Далия Трускиновская - Сыск во время чумы
– Кого еще ты видел в лавке, кроме дьячка и косого Арсеньича? И кроме мародеров, понятно!
– Был еще мужчина. Не покупатель, знакомец приказчика. Пил и закусывал. Приказчик его гнал прочь, он ушел.
– Ничего не покупал?
– Нет. Ушел… при пустых руках.
В гостиную заглянул Тимофей. И тут же скрылся – понял, что не до него.
– А покупателей в тот вечер более не встречал?
– Не встречал.
Архаров задумался. Расспрашивать француза о трех меченых рублях, было бесполезно.
Три рубля, что сошлись вместе… Один принес Устин и уже успел им расплатиться. Два других прибыли ранее. Кто их принес, черт бы его побрал?
– А чем ты расплачивался? – вдруг спросил Архаров. – Откуда у тебя деньги?
– Предводитель давал деньги.
Архаров хмыкнул. Яснее от этого не сделалось…
И выходило, что допрос Жана-Луи Клавароша совершенно бесполезен.
– Тимофей! – крикнул Архаров. – Возьми его, отведи к Бредихину.
Тимофей вошел – и тут же ловкий Клаварош кинулся мимо него, выскочил и помчался по анфиладе.
– Ниче, далеко не удерет, там всюду наши, – сказал Тимофей, посторонившись и пропуская Архарова с Левушкой.
Нашими он назвал всех разом – и мортусов, и солдат Великолуцкого полка, и преображенцев.
– Пойдем, Тучков, – позвал Архаров.
– Ты хочешь все видеть своими глазами? – строптиво спросил Левушка и уселся на стул у стены, всем видом показывая, что посещение такого зрелища не одобряет.

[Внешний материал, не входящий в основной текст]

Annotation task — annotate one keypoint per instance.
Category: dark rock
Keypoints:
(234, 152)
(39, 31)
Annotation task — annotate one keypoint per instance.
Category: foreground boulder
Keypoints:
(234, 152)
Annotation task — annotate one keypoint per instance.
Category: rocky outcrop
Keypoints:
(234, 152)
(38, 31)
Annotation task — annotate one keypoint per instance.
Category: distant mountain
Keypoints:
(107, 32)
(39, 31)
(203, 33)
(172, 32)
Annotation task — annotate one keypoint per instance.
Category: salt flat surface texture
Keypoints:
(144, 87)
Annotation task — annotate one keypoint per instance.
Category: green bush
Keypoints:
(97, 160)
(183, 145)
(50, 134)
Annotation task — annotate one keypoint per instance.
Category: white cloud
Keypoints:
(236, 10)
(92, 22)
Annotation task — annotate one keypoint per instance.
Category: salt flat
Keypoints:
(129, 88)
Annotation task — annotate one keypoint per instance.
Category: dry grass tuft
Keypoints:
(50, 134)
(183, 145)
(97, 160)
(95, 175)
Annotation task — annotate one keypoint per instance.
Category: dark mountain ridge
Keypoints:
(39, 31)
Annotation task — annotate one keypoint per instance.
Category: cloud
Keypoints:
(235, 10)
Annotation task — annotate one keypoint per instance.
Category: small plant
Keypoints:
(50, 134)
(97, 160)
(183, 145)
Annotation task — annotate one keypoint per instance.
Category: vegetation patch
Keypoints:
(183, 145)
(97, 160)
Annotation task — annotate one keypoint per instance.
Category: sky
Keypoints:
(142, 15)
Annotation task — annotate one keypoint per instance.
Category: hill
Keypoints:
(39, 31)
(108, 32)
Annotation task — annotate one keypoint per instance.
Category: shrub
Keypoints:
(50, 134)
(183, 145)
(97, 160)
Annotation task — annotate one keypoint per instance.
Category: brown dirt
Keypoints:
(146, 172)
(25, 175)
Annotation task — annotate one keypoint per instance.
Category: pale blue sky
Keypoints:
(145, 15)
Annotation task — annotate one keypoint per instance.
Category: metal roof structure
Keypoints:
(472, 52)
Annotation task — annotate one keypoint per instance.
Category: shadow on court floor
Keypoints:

– Да уймись ты, ей-Богу, – попросил Архаров. – И без тебя тошно. Тимофей, поди, убедись, что его изловили.
Ему действительно было тошно. Не потому, что сейчас должны были расстрелять во дворе мародеров, а по совсем иной причине. Кабы Архаров более сам в себя вглядывался и сам к себе прислушивался, то и определил бы это двумя словами: «Не сбылось…»
С того солнечного утра, когда он споразанку ехал на бастион уславливаться с мортусами, прошло почти двое суток, и все это время он был бодр, ясен душой, готовился к чему-то замечательному. Свершилось – не потеряв ни единого человека, он захватил приют мародеров, всех их изловил, за что непременно будет благодарность и графа Орлова, и господина Еропкина. Правда, в розыске убийц митрополита не продвинулся ни на шаг. И все концы оказались обрублены – приказчик косой Арсеньич мертв, Жан-Луи Клаварош, на поимку коего возлагались такие надежды, никого не видел и ничего не знает.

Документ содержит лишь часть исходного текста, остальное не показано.